As I told them, it’s a rare opportunity for me to share my knowledge of and passion for Viet Nam with US students. (Most of my interaction with US Americans is with colleagues from secondary and postsecondary institutions.) My time with them, the better part part of a weekday morning, consists of a presentation, an overview of what I consider to be some of the defining characteristics of Viet Nam – a country I know from books, articles, reports, and personal experience – and discussion.

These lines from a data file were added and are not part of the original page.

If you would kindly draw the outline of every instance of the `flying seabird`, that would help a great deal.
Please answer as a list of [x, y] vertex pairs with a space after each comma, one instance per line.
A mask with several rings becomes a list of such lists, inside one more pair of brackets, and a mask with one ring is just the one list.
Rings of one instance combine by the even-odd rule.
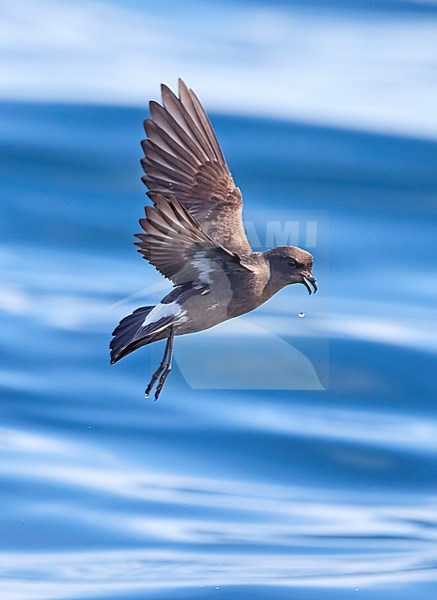
[[284, 286], [317, 291], [313, 257], [295, 246], [253, 252], [243, 227], [241, 192], [194, 92], [179, 80], [179, 97], [161, 86], [162, 106], [151, 101], [141, 142], [142, 181], [153, 204], [140, 219], [138, 252], [172, 291], [143, 306], [113, 331], [111, 363], [137, 348], [167, 340], [147, 386], [158, 399], [173, 357], [174, 338], [202, 331], [254, 310]]

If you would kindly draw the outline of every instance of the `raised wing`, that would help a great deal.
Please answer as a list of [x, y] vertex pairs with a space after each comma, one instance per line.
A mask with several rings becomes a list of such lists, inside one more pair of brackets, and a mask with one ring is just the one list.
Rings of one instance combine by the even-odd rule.
[[188, 282], [208, 284], [214, 273], [242, 269], [237, 254], [217, 244], [175, 197], [151, 194], [153, 206], [146, 206], [146, 218], [140, 219], [144, 233], [135, 242], [162, 275], [176, 285]]
[[214, 130], [192, 90], [179, 80], [179, 98], [162, 85], [163, 106], [150, 102], [141, 142], [142, 178], [149, 192], [173, 194], [218, 244], [250, 253], [243, 222], [243, 201]]

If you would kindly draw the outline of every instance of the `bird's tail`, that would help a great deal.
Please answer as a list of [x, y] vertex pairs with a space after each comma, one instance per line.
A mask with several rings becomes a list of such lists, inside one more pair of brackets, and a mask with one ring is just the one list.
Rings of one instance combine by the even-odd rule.
[[142, 306], [120, 321], [112, 332], [114, 337], [109, 344], [111, 364], [116, 363], [140, 346], [154, 341], [153, 335], [150, 335], [151, 332], [146, 334], [143, 327], [145, 318], [153, 308], [153, 306]]

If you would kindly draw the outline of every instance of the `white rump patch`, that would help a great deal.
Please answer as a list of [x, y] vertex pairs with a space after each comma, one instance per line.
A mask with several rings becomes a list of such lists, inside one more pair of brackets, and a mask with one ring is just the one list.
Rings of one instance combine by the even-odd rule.
[[212, 283], [212, 279], [209, 276], [211, 269], [211, 260], [209, 258], [205, 258], [203, 252], [196, 252], [194, 255], [193, 264], [196, 269], [199, 269], [199, 281], [202, 283]]
[[150, 325], [151, 323], [157, 323], [160, 319], [165, 317], [183, 317], [186, 313], [182, 310], [181, 305], [175, 302], [169, 304], [157, 304], [152, 308], [147, 317], [144, 319], [143, 327]]

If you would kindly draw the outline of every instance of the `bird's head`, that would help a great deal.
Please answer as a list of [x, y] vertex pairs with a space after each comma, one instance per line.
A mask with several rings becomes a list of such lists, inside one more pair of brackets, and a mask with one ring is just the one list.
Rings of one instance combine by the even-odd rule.
[[313, 257], [295, 246], [280, 246], [267, 250], [264, 256], [270, 263], [271, 278], [279, 284], [302, 283], [309, 294], [317, 292], [317, 282], [312, 275]]

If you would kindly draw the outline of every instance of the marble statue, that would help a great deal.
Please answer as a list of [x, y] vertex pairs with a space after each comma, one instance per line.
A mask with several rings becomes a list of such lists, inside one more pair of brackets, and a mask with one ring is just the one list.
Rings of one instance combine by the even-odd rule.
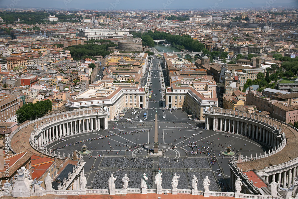
[[[278, 181], [277, 181], [278, 182]], [[272, 182], [270, 184], [270, 186], [271, 189], [271, 195], [273, 197], [276, 197], [277, 195], [277, 188], [278, 183], [275, 182], [274, 178], [272, 178]]]
[[111, 177], [108, 180], [108, 183], [109, 184], [109, 188], [111, 192], [114, 192], [116, 189], [115, 187], [115, 181], [117, 179], [117, 176], [116, 178], [113, 177], [113, 174], [111, 174]]
[[44, 184], [47, 190], [52, 189], [52, 178], [50, 176], [49, 173], [48, 173], [46, 177], [44, 178]]
[[161, 189], [162, 188], [162, 171], [160, 170], [158, 170], [158, 173], [155, 175], [154, 179], [155, 180], [155, 184], [157, 187], [157, 189]]
[[237, 180], [235, 181], [235, 192], [240, 193], [242, 190], [241, 186], [242, 186], [242, 182], [240, 181], [240, 178], [239, 177], [237, 178]]
[[[117, 176], [116, 176], [117, 178]], [[87, 184], [87, 180], [86, 179], [84, 174], [84, 172], [82, 172], [82, 176], [81, 177], [81, 189], [85, 190], [86, 189], [86, 185]], [[109, 184], [109, 186], [110, 184]], [[114, 187], [115, 187], [115, 184], [114, 184]], [[110, 189], [111, 190], [111, 189]]]
[[128, 181], [129, 181], [129, 178], [127, 177], [127, 174], [126, 173], [124, 174], [124, 176], [122, 178], [122, 186], [123, 188], [126, 189], [128, 185]]
[[193, 189], [195, 190], [198, 190], [198, 188], [197, 187], [197, 185], [198, 184], [198, 178], [195, 177], [195, 175], [194, 174], [193, 176], [193, 179], [191, 181]]
[[146, 176], [146, 174], [144, 173], [141, 178], [141, 188], [142, 189], [147, 189], [147, 182], [146, 181], [148, 179], [148, 178]]
[[172, 189], [173, 190], [176, 190], [177, 189], [177, 186], [178, 186], [178, 178], [180, 178], [180, 175], [178, 175], [177, 176], [177, 175], [176, 173], [174, 174], [173, 178], [172, 179]]
[[209, 186], [210, 185], [210, 181], [208, 179], [208, 176], [206, 175], [206, 178], [203, 179], [203, 186], [204, 192], [209, 192]]

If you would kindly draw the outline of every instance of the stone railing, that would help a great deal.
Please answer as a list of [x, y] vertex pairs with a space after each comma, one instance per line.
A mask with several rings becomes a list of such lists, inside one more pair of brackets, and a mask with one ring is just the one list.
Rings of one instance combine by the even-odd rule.
[[256, 153], [256, 156], [254, 157], [253, 157], [252, 155], [252, 154], [251, 154], [250, 157], [248, 157], [246, 155], [245, 157], [243, 157], [241, 155], [241, 159], [242, 159], [242, 161], [243, 162], [247, 162], [248, 161], [251, 161], [253, 160], [257, 160], [266, 158], [266, 157], [268, 157], [268, 156], [270, 156], [279, 152], [283, 149], [284, 147], [285, 147], [286, 144], [287, 142], [285, 141], [285, 139], [284, 139], [283, 140], [282, 143], [280, 144], [280, 145], [278, 146], [278, 147], [277, 148], [276, 146], [274, 149], [272, 149], [271, 150], [269, 149], [268, 151], [268, 153], [266, 153], [265, 151], [264, 152], [264, 155], [262, 155], [262, 152], [261, 152], [260, 153], [260, 156], [257, 156], [257, 154]]
[[[260, 156], [257, 156], [257, 154], [256, 154], [256, 156], [255, 157], [253, 157], [252, 155], [251, 155], [250, 157], [241, 157], [241, 159], [242, 159], [243, 161], [246, 162], [250, 161], [252, 160], [252, 159], [253, 159], [254, 160], [257, 160], [258, 159], [260, 159], [261, 158], [263, 158], [266, 157], [268, 157], [279, 152], [283, 149], [285, 146], [287, 145], [286, 140], [285, 139], [285, 137], [284, 137], [284, 134], [281, 132], [281, 131], [280, 130], [276, 128], [276, 125], [275, 127], [274, 127], [274, 123], [272, 124], [271, 122], [270, 122], [270, 123], [269, 124], [269, 120], [268, 119], [269, 118], [271, 120], [272, 120], [274, 121], [276, 121], [279, 123], [285, 124], [288, 127], [289, 126], [289, 124], [286, 124], [284, 122], [282, 122], [281, 121], [279, 121], [276, 119], [274, 119], [271, 118], [264, 118], [264, 120], [263, 121], [263, 118], [262, 117], [259, 115], [254, 113], [248, 113], [247, 112], [243, 111], [232, 111], [230, 110], [228, 110], [226, 112], [222, 112], [218, 111], [217, 111], [218, 110], [218, 109], [215, 108], [213, 108], [213, 109], [216, 110], [216, 111], [215, 111], [214, 112], [211, 111], [208, 111], [205, 113], [205, 114], [207, 114], [207, 115], [208, 114], [211, 114], [212, 115], [214, 115], [214, 114], [216, 114], [216, 115], [222, 115], [224, 116], [224, 117], [226, 117], [227, 116], [228, 117], [238, 118], [240, 120], [244, 120], [248, 121], [250, 121], [255, 123], [257, 124], [258, 125], [262, 125], [264, 127], [266, 127], [270, 129], [270, 133], [274, 133], [272, 132], [279, 132], [278, 133], [276, 132], [274, 133], [274, 134], [277, 135], [278, 136], [280, 136], [281, 138], [282, 142], [278, 146], [278, 147], [277, 148], [276, 147], [274, 148], [274, 149], [271, 149], [271, 151], [270, 149], [269, 149], [268, 153], [266, 153], [266, 152], [265, 152], [263, 155], [262, 155], [261, 154], [260, 154]], [[225, 109], [225, 111], [226, 110]], [[249, 117], [248, 116], [249, 115]], [[260, 120], [259, 120], [259, 117], [261, 118]], [[267, 119], [267, 120], [266, 120], [266, 119]], [[267, 123], [266, 122], [266, 121], [267, 121]], [[290, 126], [291, 126], [291, 125]], [[295, 130], [298, 131], [298, 129], [297, 129], [292, 126], [291, 126], [291, 127], [292, 127], [292, 128], [294, 129]], [[247, 129], [247, 131], [248, 131], [248, 129]], [[237, 135], [238, 135], [243, 136], [242, 135], [240, 134], [237, 134]], [[255, 141], [256, 141], [255, 140]]]
[[[93, 189], [96, 190], [96, 189]], [[54, 195], [86, 195], [87, 189], [81, 190], [55, 190], [51, 189], [45, 191], [47, 194]], [[107, 193], [108, 193], [108, 191]]]
[[[95, 109], [95, 110], [96, 110], [97, 109]], [[38, 127], [37, 128], [36, 132], [33, 132], [32, 131], [31, 132], [31, 133], [30, 134], [30, 139], [29, 141], [30, 143], [30, 144], [31, 145], [31, 146], [32, 146], [32, 147], [33, 147], [35, 149], [37, 150], [38, 151], [39, 151], [37, 149], [36, 147], [34, 147], [34, 146], [33, 146], [33, 144], [32, 144], [32, 142], [34, 140], [34, 136], [36, 135], [36, 134], [38, 132], [38, 133], [40, 133], [41, 132], [41, 130], [40, 130], [40, 129], [41, 127], [41, 126], [42, 126], [44, 125], [45, 125], [44, 127], [43, 127], [43, 128], [44, 128], [45, 127], [46, 127], [46, 126], [48, 126], [50, 124], [56, 124], [59, 121], [63, 121], [65, 119], [64, 118], [75, 118], [76, 117], [76, 116], [75, 115], [71, 115], [71, 113], [73, 113], [74, 112], [76, 113], [77, 112], [81, 112], [82, 113], [83, 113], [85, 111], [87, 111], [87, 113], [89, 111], [92, 111], [94, 113], [97, 112], [98, 112], [96, 111], [96, 110], [95, 111], [94, 111], [94, 109], [92, 108], [86, 108], [86, 109], [80, 109], [79, 110], [71, 111], [68, 111], [67, 112], [64, 112], [63, 113], [59, 113], [55, 114], [54, 115], [48, 115], [47, 116], [44, 116], [42, 118], [39, 118], [36, 120], [33, 120], [32, 121], [30, 121], [29, 122], [27, 122], [27, 123], [26, 123], [26, 124], [23, 124], [22, 126], [20, 126], [19, 127], [18, 127], [13, 132], [11, 133], [10, 134], [10, 135], [9, 137], [8, 138], [8, 140], [9, 141], [8, 142], [8, 144], [9, 148], [11, 149], [13, 152], [15, 153], [15, 152], [13, 151], [13, 149], [11, 147], [11, 141], [12, 138], [16, 133], [17, 133], [17, 132], [18, 132], [21, 129], [22, 129], [24, 128], [25, 128], [26, 127], [30, 125], [32, 125], [33, 124], [37, 124], [38, 125], [40, 125], [40, 126], [39, 127]], [[69, 116], [66, 116], [65, 115], [67, 115], [67, 114], [70, 114]], [[87, 114], [88, 115], [89, 114], [87, 113], [85, 113], [85, 114]], [[80, 116], [82, 116], [82, 114], [80, 114]], [[58, 118], [58, 117], [59, 117], [59, 118]], [[52, 120], [51, 121], [50, 121], [50, 118], [52, 119], [54, 118], [55, 118], [55, 119]], [[46, 123], [44, 123], [44, 124], [42, 124], [42, 123], [41, 122], [39, 122], [41, 124], [42, 124], [41, 126], [40, 124], [38, 124], [38, 122], [39, 122], [39, 121], [41, 121], [42, 120], [43, 120], [45, 119], [46, 120], [46, 119], [49, 119], [49, 122], [48, 122]]]

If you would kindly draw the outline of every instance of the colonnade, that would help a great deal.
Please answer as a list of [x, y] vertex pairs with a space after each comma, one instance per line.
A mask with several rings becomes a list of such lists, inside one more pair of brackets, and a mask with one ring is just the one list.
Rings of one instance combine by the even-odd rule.
[[274, 148], [278, 147], [280, 139], [272, 133], [268, 127], [256, 124], [248, 120], [237, 120], [234, 118], [206, 117], [205, 126], [207, 130], [211, 127], [213, 131], [226, 131], [246, 136]]
[[94, 115], [89, 118], [66, 120], [47, 127], [35, 138], [36, 144], [40, 148], [62, 138], [78, 133], [100, 130], [107, 128], [107, 119]]

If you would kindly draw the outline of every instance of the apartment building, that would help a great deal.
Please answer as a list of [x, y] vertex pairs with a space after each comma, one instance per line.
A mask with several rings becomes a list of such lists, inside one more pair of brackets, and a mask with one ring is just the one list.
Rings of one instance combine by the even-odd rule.
[[142, 107], [146, 105], [145, 87], [139, 84], [100, 81], [89, 87], [68, 100], [65, 105], [67, 111], [104, 106], [107, 107], [108, 118], [112, 119], [124, 109]]
[[[195, 84], [201, 85], [198, 83]], [[197, 87], [195, 88], [173, 84], [172, 87], [167, 87], [166, 91], [166, 107], [187, 109], [193, 117], [204, 120], [206, 107], [217, 107], [218, 105], [216, 91], [209, 87], [212, 87], [207, 86], [205, 90], [198, 90], [196, 89], [198, 89]]]
[[298, 105], [290, 106], [276, 102], [272, 104], [271, 117], [287, 124], [294, 124], [298, 120]]
[[9, 95], [0, 95], [0, 121], [16, 121], [15, 112], [23, 106], [23, 100], [17, 96]]
[[13, 70], [15, 67], [28, 64], [28, 58], [24, 56], [10, 57], [6, 58], [8, 70]]
[[230, 46], [229, 50], [234, 52], [234, 55], [241, 54], [247, 55], [248, 54], [248, 45], [231, 45]]

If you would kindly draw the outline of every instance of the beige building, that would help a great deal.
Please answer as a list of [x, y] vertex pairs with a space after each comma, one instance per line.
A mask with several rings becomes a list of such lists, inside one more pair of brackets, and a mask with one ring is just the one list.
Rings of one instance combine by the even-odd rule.
[[103, 106], [107, 109], [108, 119], [113, 119], [123, 109], [145, 107], [145, 87], [113, 81], [98, 81], [90, 84], [89, 89], [68, 100], [66, 111]]
[[[194, 118], [204, 120], [206, 107], [217, 107], [218, 104], [216, 86], [213, 84], [213, 82], [203, 84], [199, 82], [195, 82], [192, 86], [173, 84], [172, 87], [166, 89], [166, 107], [186, 109]], [[200, 90], [200, 87], [202, 89]]]

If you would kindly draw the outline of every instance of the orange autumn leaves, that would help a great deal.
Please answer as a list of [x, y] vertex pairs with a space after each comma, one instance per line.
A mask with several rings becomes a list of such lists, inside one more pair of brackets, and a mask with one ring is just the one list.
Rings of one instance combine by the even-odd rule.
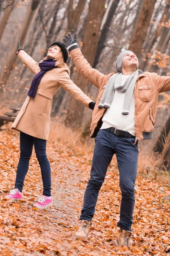
[[23, 199], [13, 202], [4, 199], [4, 195], [14, 187], [20, 153], [18, 135], [0, 131], [0, 256], [169, 255], [169, 177], [154, 171], [139, 172], [132, 248], [116, 248], [121, 194], [114, 158], [100, 192], [89, 238], [76, 240], [74, 234], [79, 228], [92, 152], [69, 148], [59, 140], [48, 142], [54, 204], [46, 210], [39, 210], [33, 207], [42, 194], [42, 186], [34, 153]]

I always ask them why they chose Viet Nam as a study abroad destination. In 2015-16, the top 10 destinations for US students were the UK, Italy, Spain, France, Germany, China, Ireland, Australia, Costa Rica, and Japan. (Not surprisingly, the top five were in Europe.) There were 1,012 US students in Viet Nam, most on short-term programs. To put that number in perspective 325,339 American students received academic credit last year for study abroad in 2015/2016. One of the reasons mentioned was the opportunity to get out of their comfort zone. I’m pretty sure that Viet Nam has not disappointed in that respect.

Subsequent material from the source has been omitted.